Paul Ricoeur (um dos mais eminentes filósofos franceses pós guerra) publicou em 1947 (ano da criação do FLN da Algeria) na revista Esprit um artigo de três pequenas mas eloquentes páginas intitulado, La question colonial. A sua pretensão, claramente enunciada nas primeiras linhas era: examinar as responsabilidades dos colonizadores em relação as mazelas do colonialismo, com a premissa da defesa absoluta da primazia da liberdade, sobre qualquer benefício que a colonização se pudesse reivindicar. O filósofo não se dirige aos Estados, aos governantes, aos soldados e militares, e nem mesmo às pessoas que actuaram directamente nas forças colonizadoras. Ele se dirige ao cidadão comum que pertença às nações colonizadoras, cuja maioria não possuía nenhum conhecimento específico sobre questões coloniais.

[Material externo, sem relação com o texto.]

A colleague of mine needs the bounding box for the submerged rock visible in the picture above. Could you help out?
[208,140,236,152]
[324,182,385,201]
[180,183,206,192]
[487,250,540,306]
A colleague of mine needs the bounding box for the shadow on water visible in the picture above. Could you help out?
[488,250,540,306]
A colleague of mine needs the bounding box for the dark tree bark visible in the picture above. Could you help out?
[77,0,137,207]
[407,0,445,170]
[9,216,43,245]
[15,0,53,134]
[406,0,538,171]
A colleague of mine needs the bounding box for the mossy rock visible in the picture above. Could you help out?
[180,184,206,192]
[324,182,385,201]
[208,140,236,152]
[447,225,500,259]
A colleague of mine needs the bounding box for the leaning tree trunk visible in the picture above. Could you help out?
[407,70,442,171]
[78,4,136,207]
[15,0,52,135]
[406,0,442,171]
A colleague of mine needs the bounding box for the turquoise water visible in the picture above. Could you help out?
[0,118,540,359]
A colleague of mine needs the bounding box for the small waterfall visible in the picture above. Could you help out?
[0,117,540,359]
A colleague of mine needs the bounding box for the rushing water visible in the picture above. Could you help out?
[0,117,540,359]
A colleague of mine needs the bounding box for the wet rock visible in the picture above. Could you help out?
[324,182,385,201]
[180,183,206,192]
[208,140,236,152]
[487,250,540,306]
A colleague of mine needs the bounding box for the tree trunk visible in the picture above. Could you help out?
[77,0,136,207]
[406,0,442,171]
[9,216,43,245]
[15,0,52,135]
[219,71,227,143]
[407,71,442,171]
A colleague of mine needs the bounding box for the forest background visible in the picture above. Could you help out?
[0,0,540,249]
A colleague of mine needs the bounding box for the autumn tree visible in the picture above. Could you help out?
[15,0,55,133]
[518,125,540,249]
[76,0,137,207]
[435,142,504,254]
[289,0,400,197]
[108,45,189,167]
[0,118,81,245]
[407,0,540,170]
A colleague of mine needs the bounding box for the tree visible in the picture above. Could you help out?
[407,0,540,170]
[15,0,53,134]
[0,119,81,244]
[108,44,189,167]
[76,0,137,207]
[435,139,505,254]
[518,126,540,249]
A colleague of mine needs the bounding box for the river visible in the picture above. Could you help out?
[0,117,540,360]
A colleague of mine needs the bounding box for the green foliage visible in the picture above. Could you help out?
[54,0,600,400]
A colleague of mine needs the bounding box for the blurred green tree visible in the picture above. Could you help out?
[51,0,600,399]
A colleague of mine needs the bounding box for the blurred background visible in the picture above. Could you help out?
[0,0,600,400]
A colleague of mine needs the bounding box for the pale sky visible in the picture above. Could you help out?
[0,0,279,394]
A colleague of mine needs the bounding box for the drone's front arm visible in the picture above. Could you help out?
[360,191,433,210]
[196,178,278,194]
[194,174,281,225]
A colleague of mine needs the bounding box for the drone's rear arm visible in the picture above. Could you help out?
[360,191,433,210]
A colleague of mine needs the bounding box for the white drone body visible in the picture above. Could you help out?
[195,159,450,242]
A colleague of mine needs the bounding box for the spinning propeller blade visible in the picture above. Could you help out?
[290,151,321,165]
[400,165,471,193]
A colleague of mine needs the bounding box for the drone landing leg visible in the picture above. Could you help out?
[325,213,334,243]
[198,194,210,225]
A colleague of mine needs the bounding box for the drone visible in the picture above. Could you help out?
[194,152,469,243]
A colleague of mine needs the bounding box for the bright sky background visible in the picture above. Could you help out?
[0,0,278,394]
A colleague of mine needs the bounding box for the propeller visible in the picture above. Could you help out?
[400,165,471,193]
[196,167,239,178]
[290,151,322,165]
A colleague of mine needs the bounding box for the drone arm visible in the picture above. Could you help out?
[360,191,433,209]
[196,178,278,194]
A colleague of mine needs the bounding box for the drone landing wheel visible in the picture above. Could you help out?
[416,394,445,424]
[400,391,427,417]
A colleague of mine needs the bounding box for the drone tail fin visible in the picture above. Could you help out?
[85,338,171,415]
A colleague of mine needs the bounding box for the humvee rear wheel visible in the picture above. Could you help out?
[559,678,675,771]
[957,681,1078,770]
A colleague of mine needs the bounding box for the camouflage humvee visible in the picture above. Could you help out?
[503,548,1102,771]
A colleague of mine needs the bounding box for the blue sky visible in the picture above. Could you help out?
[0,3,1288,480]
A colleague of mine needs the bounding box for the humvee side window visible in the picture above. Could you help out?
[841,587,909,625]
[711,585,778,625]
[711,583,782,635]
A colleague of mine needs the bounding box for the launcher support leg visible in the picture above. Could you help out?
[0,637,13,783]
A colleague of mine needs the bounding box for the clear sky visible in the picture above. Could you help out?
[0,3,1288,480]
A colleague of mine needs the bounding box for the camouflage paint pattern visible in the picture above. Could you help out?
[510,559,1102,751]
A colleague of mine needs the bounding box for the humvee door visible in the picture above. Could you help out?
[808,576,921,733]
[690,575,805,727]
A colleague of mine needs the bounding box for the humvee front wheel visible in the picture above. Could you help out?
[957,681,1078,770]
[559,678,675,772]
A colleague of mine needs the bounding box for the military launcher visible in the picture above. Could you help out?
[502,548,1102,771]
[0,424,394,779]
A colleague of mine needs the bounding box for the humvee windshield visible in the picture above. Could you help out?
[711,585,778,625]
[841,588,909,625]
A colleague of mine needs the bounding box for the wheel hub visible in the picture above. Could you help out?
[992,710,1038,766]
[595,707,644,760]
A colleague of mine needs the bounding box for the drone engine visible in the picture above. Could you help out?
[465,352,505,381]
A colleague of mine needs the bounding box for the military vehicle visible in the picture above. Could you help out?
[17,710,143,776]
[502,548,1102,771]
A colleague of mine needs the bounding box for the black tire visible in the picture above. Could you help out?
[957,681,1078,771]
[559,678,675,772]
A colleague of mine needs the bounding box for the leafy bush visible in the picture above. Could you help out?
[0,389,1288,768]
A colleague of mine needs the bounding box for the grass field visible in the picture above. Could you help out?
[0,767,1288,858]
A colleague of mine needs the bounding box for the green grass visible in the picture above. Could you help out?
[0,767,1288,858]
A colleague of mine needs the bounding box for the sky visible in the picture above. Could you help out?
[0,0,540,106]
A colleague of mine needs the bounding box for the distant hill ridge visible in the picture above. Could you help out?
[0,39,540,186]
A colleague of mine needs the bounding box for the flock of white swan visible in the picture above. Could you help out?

Passavam só dois anos do fim da segunda guerra mundial e, no meio de ações contundentes da desnazificação, os europeus se perguntavam como tinha sido possível o holocausto. Foi nesse contexto que um outro filósofo, o alemão Karl Jaspers, tinha publicado Die Schuldgrage / A culpabilidade alemã (1946), obra que marcou profundamente a reflexão de Ricoeur sobre a culpa.

O que interessa a Jaspers e Ricoeur faz próprio, é para dizer como Espinosa, a regeneração do homem em cada alemão,  por meio de uma meditação leal e sem equívocos acerca da sua culpa.

Para além da inflexão mais universal da culpabilidade, haveria uma experiência que as demais nações poderiam extrair dos acontecimentos da Shoah (inclusive o Estado de Israel e o governo de Moçambique), um aprendizado do que não se podia repetir; o facto dos alemães terem consentido ao nazismo (e outras a escravatura e ao colonialismo), isto para além das desculpas e justificações retóricas a que se livram as diferentes nações e governos.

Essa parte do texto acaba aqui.